現在解明されているARCIの病因分子は,ABCA
12, transglutaminase 1, epidermal lipoxygenase-
3, 12R-lipoxygenase, CYP4F22, NIPAL4, ceramide synthase 3, PNPLA1, lipase Nの9種であるが,これらのうち,脂質輸送蛋白ABCA12は角質細胞間脂質と角化した細胞の表面の脂質層(corneocyte lipid envelope)の構成成分であるセラミドなどの脂質を供給し,epidermal lipoxygenase-3, 12R-lipoxygenase, ceramide synthase 3はセラミドの生成に働くことがわかっている。transglutaminase 1も角質細胞の細胞膜とセラミドの結合に重要な役割を果たしていることが知られ,そのほかの病因分子も脂質生成に働いていると推測されている(文献2)。

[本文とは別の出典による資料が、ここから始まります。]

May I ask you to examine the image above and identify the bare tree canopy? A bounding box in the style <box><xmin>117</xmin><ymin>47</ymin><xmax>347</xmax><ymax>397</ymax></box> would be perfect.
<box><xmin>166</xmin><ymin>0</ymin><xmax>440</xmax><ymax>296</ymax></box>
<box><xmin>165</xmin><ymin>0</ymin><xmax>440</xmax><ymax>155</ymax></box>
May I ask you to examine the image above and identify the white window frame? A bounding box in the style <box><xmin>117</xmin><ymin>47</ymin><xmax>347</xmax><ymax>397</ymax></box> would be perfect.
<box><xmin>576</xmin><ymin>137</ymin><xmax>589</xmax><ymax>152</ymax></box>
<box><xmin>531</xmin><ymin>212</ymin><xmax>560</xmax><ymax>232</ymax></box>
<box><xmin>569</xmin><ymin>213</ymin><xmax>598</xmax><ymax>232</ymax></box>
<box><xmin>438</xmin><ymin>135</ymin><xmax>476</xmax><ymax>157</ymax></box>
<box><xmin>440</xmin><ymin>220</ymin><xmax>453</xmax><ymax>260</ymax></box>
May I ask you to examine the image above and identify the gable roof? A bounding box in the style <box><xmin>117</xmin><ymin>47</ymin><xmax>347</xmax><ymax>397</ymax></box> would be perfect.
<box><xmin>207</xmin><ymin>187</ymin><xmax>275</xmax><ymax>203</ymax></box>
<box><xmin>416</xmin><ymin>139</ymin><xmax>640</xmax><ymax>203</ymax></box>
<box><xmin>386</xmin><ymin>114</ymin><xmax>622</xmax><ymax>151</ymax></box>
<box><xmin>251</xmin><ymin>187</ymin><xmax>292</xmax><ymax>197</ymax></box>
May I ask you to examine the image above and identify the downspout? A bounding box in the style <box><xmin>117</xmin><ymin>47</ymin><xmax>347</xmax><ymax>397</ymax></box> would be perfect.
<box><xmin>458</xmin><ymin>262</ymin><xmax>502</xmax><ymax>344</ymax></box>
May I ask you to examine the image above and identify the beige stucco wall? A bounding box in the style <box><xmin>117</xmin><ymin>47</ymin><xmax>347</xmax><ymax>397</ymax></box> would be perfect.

改めて脂質が皮膚バリアの構成分子として,また,表皮細胞の分化調節のメディエーターとして大きな働きをしていることが示されたと言える。今後,脂質を標的とした新規治療法の開発が期待される。

【文献】


1) Oji V, et al:J Am Acad Dermatol. 2010;63(4):607-41.
2) Akiyama M:Biochim Biophys Acta. 2014;1841(3):435-40.